Callicarpenal is able to repel Aedes aegypti and Anopheles stephensi mosquitos as well as fire ants. To a certain extent, it can also repel ticks. The function of callicarpenal is almost equivalent to that of DEET and has been patented by the United States Department of Agriculture’s Agriculture Research Service for its use as a mosquito repellent.
Other than callicarpenal, beautyberries also contain insect repelling substances such as borneol, intermedeol as well as spathulenol.
- Beautyberries Improve Memory
One species of beautyberry that is believed to hold this talent is the Callicarpa dichotoma that originates from the Far East, such as China, Japan and Korea. Korean researches discovered that the compound acteoside that are isolated from both of its leaves and twigs possess an anti-amnesic ability in mice that were tested with scopolamine, a medicine used to treat motion sickness, nausea and other related sicknesses.
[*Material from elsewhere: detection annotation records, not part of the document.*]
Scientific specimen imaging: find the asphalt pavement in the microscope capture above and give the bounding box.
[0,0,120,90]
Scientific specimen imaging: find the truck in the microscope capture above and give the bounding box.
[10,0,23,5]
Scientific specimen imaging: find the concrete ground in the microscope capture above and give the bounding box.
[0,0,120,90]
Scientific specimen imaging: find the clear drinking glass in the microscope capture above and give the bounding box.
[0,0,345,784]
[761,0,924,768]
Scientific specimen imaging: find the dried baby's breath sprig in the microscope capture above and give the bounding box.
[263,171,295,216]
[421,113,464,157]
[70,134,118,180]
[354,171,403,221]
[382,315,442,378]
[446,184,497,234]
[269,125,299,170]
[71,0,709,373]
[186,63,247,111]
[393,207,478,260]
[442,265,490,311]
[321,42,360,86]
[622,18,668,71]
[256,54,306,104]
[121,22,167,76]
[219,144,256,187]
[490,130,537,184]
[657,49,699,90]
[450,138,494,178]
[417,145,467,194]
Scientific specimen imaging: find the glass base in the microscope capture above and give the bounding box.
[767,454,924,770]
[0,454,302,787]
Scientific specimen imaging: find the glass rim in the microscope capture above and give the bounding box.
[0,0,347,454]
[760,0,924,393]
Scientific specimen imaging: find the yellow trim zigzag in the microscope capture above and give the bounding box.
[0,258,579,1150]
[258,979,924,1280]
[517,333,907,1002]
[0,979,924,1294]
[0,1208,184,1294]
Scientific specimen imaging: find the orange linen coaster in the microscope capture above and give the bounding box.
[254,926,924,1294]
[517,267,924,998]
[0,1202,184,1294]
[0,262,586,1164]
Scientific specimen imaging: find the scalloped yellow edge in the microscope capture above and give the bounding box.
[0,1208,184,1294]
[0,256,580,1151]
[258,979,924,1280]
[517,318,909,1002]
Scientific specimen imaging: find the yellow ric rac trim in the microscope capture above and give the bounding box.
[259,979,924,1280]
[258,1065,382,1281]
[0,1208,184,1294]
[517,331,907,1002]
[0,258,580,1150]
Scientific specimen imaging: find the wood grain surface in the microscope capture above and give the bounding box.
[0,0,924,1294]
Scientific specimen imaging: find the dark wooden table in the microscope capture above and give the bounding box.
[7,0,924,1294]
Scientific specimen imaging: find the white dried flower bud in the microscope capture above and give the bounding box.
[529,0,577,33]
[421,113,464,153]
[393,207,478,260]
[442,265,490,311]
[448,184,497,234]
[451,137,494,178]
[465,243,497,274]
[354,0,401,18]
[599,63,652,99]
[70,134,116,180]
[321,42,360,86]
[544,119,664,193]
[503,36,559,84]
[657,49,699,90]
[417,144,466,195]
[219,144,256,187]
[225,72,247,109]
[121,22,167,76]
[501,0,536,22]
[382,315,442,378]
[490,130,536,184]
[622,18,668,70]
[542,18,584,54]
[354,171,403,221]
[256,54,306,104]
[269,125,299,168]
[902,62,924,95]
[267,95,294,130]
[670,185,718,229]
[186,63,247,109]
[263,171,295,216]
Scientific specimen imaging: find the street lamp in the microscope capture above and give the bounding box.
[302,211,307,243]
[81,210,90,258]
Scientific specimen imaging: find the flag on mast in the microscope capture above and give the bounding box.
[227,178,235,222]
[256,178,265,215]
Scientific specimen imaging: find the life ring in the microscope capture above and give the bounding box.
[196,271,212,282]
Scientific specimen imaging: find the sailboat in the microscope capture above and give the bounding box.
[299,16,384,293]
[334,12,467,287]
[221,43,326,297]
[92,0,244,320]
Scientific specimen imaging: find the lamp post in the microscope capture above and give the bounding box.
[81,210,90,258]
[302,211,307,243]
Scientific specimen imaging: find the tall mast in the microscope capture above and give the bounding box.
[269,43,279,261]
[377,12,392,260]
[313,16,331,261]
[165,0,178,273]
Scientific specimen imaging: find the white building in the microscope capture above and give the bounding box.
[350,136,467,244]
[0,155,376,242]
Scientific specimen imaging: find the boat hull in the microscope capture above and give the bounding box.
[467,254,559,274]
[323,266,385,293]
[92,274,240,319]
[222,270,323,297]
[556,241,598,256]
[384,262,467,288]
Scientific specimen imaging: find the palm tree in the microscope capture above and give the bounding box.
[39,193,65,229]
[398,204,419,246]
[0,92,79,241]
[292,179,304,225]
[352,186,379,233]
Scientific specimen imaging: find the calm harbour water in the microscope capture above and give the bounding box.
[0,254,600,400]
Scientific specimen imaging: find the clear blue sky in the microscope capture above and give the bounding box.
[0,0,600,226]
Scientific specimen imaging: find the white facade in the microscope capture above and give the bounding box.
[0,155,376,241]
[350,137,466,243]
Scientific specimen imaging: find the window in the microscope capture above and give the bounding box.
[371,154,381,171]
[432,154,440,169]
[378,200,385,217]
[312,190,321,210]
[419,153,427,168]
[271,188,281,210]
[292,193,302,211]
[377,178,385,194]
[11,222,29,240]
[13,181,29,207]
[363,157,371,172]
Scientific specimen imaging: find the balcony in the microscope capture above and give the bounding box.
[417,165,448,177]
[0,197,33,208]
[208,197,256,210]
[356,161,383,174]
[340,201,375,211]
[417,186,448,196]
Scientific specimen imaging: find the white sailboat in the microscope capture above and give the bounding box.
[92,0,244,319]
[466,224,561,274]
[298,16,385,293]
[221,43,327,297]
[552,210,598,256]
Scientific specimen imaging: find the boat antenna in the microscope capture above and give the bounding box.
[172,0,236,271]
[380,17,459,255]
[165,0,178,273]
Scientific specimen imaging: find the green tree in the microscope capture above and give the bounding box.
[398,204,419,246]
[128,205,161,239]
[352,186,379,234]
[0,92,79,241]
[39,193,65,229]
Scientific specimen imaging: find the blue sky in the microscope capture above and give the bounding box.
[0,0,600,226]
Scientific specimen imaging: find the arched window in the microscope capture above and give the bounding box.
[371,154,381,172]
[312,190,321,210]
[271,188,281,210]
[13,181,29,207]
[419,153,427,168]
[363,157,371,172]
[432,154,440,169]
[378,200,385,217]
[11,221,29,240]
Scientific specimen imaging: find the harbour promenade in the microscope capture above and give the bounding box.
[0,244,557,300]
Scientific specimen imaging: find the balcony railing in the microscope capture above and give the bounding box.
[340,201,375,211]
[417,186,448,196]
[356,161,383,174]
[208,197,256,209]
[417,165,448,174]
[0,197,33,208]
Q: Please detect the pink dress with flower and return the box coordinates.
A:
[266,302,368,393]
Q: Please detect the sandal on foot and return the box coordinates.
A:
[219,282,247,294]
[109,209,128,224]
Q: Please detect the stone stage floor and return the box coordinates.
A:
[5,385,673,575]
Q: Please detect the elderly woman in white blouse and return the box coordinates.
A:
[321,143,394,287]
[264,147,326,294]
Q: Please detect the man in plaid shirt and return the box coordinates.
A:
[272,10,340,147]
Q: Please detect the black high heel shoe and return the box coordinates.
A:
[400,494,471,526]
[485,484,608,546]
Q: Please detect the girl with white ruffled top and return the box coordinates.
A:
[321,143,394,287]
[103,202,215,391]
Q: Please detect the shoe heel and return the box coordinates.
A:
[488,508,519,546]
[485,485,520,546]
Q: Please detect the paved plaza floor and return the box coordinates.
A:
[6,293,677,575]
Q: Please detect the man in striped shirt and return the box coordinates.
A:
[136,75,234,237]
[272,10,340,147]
The mice were given 0.1mg to 2.5mg per kg of weight at a dosage of once per day, and indeed the mice did an improved performance in memory tests. The test was to escape a maze. Graphics indicate if the mice took a bit more than 20 seconds to get out of a maze, the mice took under 20 seconds to find its way out of the maze when fed with acteoside extracted from beautyberries.
- Beautyberries Possess Skincare Capabilities
Just like the bearberry, beautyberry also has skincare capabilities. Beautyberries cure scars best by inhibiting the production of melanin on it. Otherwise, the scar marks would be permanently visible because it is darker than the rest of the skin. That’s all the health benefits of beautyberry!